Una vez que terminamos de armar nuestro mazo podemos comenzar a jugar, contra un oponente seleccionado al azar por el sistema. Si perdemos tres veces quedamos afuera, si ganamos –hasta un maximo de 12 veces– termina el torneo y recolectamos nuestros premios, que consisten de un sobre y “algo mas” – ese “algo mas” es una mayor cantidad de oro y Tierra Arcana que depende de la cantidad de victorias.

Vale aclarar que no hace falta que juguemos todo el torneo en el momento, sino que podemos dejar de jugar y retomar cuando lo creamos conveniente. Este modo junto al “rankeados” elevan el nivel de adiccion y competitividad a limites increibles.
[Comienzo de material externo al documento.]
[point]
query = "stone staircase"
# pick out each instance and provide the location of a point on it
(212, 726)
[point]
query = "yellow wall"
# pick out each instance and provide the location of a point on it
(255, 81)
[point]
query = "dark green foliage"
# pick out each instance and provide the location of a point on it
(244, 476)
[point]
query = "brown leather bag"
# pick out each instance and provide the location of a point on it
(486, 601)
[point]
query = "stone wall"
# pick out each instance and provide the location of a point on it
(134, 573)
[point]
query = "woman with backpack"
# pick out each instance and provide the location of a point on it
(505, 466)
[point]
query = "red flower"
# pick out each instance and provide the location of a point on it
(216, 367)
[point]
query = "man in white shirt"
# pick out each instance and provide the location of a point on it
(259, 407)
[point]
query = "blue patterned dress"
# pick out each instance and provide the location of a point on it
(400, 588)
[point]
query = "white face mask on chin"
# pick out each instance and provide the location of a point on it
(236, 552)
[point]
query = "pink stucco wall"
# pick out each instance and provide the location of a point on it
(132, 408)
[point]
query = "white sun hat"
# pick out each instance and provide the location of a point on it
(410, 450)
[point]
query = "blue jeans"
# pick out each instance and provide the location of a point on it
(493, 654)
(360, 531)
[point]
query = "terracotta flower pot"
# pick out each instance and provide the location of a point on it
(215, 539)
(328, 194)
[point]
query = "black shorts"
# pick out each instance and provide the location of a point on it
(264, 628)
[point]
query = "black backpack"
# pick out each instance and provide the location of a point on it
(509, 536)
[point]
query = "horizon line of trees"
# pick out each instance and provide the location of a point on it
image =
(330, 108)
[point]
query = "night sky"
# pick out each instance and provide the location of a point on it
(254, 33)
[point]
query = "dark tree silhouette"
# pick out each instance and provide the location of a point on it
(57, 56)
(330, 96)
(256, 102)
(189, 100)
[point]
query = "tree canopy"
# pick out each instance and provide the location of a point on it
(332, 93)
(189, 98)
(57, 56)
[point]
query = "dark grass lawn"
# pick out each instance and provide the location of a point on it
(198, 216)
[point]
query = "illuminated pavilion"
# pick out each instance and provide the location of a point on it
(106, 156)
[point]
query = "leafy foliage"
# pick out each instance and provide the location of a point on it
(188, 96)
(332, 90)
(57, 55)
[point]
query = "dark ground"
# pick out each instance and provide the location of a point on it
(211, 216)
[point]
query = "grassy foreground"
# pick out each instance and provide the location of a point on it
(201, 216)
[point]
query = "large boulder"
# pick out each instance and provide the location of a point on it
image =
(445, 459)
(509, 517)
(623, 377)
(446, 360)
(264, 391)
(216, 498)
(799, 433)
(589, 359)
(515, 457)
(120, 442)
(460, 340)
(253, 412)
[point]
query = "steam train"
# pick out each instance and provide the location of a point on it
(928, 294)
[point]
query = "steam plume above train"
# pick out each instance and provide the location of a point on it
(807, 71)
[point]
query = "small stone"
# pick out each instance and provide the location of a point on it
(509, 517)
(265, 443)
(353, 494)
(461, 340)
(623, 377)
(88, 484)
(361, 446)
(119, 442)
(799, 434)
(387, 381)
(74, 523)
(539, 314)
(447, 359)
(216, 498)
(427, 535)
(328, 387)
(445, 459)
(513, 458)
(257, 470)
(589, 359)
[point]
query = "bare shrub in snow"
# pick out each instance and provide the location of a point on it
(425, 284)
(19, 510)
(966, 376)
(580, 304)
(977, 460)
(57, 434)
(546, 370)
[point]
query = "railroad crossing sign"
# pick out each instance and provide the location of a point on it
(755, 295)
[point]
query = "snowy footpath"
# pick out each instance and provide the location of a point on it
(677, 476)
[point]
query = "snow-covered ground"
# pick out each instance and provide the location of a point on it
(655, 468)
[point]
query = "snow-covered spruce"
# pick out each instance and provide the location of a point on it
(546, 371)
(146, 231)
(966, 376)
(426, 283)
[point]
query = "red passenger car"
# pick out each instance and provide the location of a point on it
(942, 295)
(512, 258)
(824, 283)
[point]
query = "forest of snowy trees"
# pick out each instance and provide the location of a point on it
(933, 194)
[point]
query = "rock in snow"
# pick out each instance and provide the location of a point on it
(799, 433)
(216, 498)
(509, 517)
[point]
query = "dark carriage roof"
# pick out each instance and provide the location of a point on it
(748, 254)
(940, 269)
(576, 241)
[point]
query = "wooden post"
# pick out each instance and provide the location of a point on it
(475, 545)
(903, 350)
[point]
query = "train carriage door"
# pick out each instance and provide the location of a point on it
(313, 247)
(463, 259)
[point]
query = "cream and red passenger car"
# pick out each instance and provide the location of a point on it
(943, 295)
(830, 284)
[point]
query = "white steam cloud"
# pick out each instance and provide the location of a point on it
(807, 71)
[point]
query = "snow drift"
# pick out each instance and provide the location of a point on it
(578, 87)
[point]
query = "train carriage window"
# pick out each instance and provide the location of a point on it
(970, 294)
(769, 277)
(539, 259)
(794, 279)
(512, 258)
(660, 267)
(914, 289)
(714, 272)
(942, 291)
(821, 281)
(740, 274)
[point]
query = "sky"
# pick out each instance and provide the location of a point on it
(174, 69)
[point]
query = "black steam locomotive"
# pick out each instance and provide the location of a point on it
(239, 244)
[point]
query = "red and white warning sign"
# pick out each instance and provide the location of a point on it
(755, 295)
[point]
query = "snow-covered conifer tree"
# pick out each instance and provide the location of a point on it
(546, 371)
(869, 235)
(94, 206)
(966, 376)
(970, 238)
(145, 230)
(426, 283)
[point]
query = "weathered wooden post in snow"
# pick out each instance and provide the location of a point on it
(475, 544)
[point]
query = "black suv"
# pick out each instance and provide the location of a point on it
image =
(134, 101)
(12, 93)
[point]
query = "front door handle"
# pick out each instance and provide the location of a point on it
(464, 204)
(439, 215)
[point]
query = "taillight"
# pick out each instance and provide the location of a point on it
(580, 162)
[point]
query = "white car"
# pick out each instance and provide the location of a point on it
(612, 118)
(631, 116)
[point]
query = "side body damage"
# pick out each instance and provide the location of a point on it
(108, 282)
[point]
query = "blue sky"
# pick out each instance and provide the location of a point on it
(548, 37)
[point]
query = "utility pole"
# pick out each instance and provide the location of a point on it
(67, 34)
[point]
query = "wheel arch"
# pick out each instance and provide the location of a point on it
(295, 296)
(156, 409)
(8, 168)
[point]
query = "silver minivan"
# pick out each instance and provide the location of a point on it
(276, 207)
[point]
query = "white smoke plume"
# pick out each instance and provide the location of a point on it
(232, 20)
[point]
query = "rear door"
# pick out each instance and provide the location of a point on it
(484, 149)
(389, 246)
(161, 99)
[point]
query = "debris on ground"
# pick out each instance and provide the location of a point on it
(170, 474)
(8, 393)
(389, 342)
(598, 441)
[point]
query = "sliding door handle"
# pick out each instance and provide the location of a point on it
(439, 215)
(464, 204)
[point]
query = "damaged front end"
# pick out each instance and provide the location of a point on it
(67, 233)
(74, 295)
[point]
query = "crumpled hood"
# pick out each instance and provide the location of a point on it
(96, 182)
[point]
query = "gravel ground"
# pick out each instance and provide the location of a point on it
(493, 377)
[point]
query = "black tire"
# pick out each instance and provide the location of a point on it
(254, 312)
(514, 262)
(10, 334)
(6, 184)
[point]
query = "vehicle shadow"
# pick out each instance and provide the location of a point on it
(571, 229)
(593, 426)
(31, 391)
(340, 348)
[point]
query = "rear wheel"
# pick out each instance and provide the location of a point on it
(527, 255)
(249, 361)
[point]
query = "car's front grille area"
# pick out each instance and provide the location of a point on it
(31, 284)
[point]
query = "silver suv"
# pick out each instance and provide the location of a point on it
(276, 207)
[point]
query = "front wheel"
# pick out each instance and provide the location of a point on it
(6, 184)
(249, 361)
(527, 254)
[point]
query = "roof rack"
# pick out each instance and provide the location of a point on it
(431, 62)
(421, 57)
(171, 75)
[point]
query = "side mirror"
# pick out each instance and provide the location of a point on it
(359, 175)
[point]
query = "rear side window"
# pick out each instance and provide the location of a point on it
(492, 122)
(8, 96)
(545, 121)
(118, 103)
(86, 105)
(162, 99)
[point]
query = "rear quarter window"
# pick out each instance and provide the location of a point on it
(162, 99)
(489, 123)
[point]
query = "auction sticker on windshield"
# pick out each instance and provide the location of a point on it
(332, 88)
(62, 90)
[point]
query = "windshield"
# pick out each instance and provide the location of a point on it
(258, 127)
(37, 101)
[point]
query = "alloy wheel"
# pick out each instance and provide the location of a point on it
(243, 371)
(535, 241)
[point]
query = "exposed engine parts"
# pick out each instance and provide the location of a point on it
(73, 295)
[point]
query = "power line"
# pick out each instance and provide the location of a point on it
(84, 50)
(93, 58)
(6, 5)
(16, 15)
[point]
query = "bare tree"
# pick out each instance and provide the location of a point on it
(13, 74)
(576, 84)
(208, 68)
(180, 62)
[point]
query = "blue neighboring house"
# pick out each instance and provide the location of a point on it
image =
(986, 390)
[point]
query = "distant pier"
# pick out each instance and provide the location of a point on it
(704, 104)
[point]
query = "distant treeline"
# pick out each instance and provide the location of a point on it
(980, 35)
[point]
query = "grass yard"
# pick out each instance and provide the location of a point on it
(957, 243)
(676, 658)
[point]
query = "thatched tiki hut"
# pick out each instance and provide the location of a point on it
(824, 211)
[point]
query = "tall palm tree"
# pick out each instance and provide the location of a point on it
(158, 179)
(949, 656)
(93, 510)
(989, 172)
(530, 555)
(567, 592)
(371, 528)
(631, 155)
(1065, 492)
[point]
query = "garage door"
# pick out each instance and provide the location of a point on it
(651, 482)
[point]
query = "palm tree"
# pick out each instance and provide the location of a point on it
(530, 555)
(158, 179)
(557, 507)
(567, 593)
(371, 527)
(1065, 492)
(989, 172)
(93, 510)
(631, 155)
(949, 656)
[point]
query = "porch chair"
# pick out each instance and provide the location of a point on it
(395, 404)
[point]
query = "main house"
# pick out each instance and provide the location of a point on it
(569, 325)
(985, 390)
La tematica es algo muy importante, y el mundo de Warcraft (aunque no es dificil imaginarnos expansiones futuras con Starcraft y Diablo) es perfecto. Como siempre en los productos de la empresa, todos los detalles (graficos, audio, e interface) estan cuidados al milimetro – hasta la apertura de sobres tiene una animacion completamente hipnotica.

Blizzard tiene un autentico exito en sus manos y lo sabe. Solo resta esperar a que sea lanzada la version final y ver los planes a futuro de la empresa para lo que es el corazon de estos juegos, que son sin dudas los torneos. Si lograron lo que lograron con Starcraft, no me quiero ni imaginar a lo que pueden llegar a hacer con un titulo que, al nivel que sea, puede jugar absolutamente cualquiera. Y que el que sea en el que creemos nos ampare cuando HearthStone se expanda a dispositivos moviles y la adiccion nos acompañe a donde quiera que vayamos.